Tuesday, 6 August 2013

In which I'll have the big salad


 
I’m going to New York! Strike up the marching band! Bring on the dancing sailors! Pour me a root beer and put a bagel in my face! Start spreading the news, give my regards to Broadway, and show me the way to the Staten Island ferry so I can ride across the river with the wind in my perm, like at the beginning of Working Girl.

In fact by the time you read this, taxis and baggage restrictions and giant duty-free Toblerones willing, I’ll be in New York. I’ve never been before, can you tell?  I’ve never been to America, in fact. I’ve only got as close as Canada, which as telly would have you believe is about as close as going to Luton airport and saying you’ve seen Big Ben.

So because I’ve been waiting a full quarter century of my life to finally take a bite from the Big Apple (and by ‘apple’ I mean ‘baked goods’, and by ‘big’ I mean, “is that a doughnut or a dinghy? Oh well too late I ate it.”), I’m putting a lot of pressure on my week’s holiday to fulfill every expectation that TV and films have impressed on me.

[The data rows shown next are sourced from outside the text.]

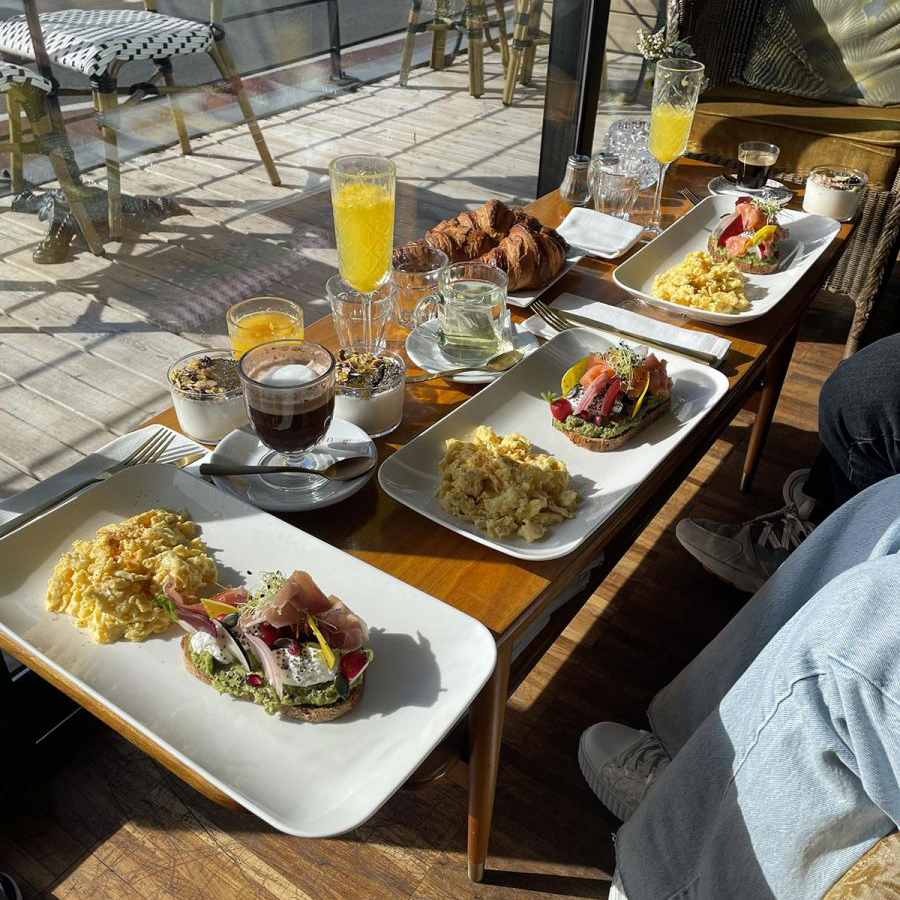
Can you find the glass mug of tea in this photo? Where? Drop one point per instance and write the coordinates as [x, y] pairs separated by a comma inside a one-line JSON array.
[[473, 322], [755, 161], [289, 392]]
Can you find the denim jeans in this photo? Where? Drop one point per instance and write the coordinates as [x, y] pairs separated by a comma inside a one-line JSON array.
[[859, 425], [784, 732]]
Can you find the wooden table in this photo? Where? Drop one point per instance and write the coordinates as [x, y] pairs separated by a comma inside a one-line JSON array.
[[508, 594]]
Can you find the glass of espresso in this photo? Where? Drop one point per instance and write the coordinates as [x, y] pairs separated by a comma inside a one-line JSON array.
[[289, 392], [755, 161]]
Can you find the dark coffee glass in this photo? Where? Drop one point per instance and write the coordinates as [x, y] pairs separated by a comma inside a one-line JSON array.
[[755, 161], [289, 393]]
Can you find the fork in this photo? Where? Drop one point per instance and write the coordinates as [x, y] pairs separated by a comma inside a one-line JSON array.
[[562, 322], [150, 451]]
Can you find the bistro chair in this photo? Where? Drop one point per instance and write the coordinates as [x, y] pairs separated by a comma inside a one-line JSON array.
[[26, 92], [527, 36], [99, 42], [473, 20]]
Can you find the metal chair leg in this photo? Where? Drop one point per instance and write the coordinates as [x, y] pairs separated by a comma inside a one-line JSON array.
[[476, 16], [501, 31], [520, 31], [410, 42], [17, 178], [106, 103], [177, 112], [221, 56], [534, 24], [42, 129]]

Not the exciting things though, you understand. Because my taste in telly is sitcoms where not much happen, and my taste in films is comedies where even less happens, my hopes for the concrete jungle where dreams are made consists  mainly of sitting in coffee shops, getting almost run over by a taxi and eating a really big pretzel.

But I want to do those things EXACTLY like they did them on Seinfeld, and Friends, and Annie Hall, and When Harry Met Sally, and How I Met Your Mother, and Elf. I want to go to a deli, order a whole heap of incongruous ingredients “on rye”, then fail to eat them because I’m too engrossed in a neurotic anecdote about a dinner party (I will make up the neurotic anecdote; it’s not important). 

I’d quite like to master the art of tipping correctly, coolly, casually, without flailing like a sweaty-palmed fool, then come home and apply that skill on my visits to the hairdresser. I want to find out for definite what a Twinkie is.

I reckon the closest I’ll get to Sex and the City is probably being splashed by a big puddle, but that’s a-ok by me.